Howland: You mentioned that media influence is exaggerated in dialect. Do you think pop culture has an influence? Wolfram: Pop culture has an influence on dialect, but it's sort of more like an overarching influence than it is a specific one. Actually, the fact of the matter is, when we say the media doesn't have an influence, media does have an influence in terms of ideologies and cultural things, but not necessarily in terms of specific language items. So, for example, one of the places the we've studied was Hyde County, North Carolina, which is very isolate, and the black population, the older people, sound very regional, so they identify with white. The younger blacks sound very urban black, even though they've lived in Hyde County all their lives, so where do they learn that language? Well, they obviously got some of that from watching media, representations of black culture, and so that's how they want to be. So media doesn't influence people in that you don't necessarily mimic people, but media does have an influence in overarching ideologies. Howland: Is that how people define themselves?

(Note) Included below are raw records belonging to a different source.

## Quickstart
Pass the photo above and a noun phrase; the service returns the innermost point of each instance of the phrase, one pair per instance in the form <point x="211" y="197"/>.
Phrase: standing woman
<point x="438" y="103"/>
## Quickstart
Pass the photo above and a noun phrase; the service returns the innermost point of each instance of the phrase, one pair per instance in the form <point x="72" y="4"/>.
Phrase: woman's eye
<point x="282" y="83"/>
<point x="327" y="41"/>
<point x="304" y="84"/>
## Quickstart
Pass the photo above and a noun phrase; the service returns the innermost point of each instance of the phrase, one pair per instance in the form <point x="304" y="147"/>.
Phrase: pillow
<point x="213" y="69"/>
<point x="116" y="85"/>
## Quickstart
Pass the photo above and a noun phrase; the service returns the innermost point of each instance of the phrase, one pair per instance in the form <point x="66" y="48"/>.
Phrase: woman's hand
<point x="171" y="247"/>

Howland: You mentioned dialect erosion that happens after three generations? How do you prevent that? Is there a way to prevent it? Wolfram: Not really. Howland: Is there a way to preserve it? Wolfram: Not really. One of the things that we've done on Ocracoke, every year, I go for a week with a couple of graduate students, and we teach the kids in the eighth grade, about their dialect, and they end up loving their dialect, and they're so proud of it. In the meantime, it erodes. We were hoping, though, since they were so proud of it, they would sort of retain it, but they don't. There are a few words that they've retained, that we've revived because we teach about them, but language happens because there are so many stronger influences. And the erosion happens. They're subject far more to economic and political associations. I'm very optimistic about changing attitudes. People were ashamed of the way they talked, they thought it was just stupid speech, and now they love their speech, but in terms of actually changing language, in terms of keeping language change from happening, you just can't. I'm not really optimistic about that. Howland: You always refer dialect back to culture. Can you talk about that a little bit?
Howland: Is the Cajun dialect in New Orleans dying out at all? Wolfram: Well, it is dying out, but there's a revitalization movement, so actually some of the younger speakers who are really into Cajun culture are trying to revitatlize it. Old people had it, middle-aged people don't have it, and now some younger speakers are re-acquiring it. Howland: What accounts for this preservation versus what's happening on the Outer Banks? Wolfram: Well, a lot of Cajuns are still in their own communities, in the same parishes, where people in Ocracoke, I mean, only 350 central islanders, and then during the summer they get 4 to 6,000 tourists every day, and a lot of the central islanders are on their second marriage and they've married people from off-island. That's interesting. It never works the other way around.
You know my parents have an eighth grade education, so they never understand what I do for a living. Oh, I do research. Why? Why would anybody pay you to do that? You know, they couldn't understand it. So I had to sort of transcend that -- my research means more than just my academic career. So that's why really, that's why we do the documentaries and the exhibits and education for kids. That's important to me.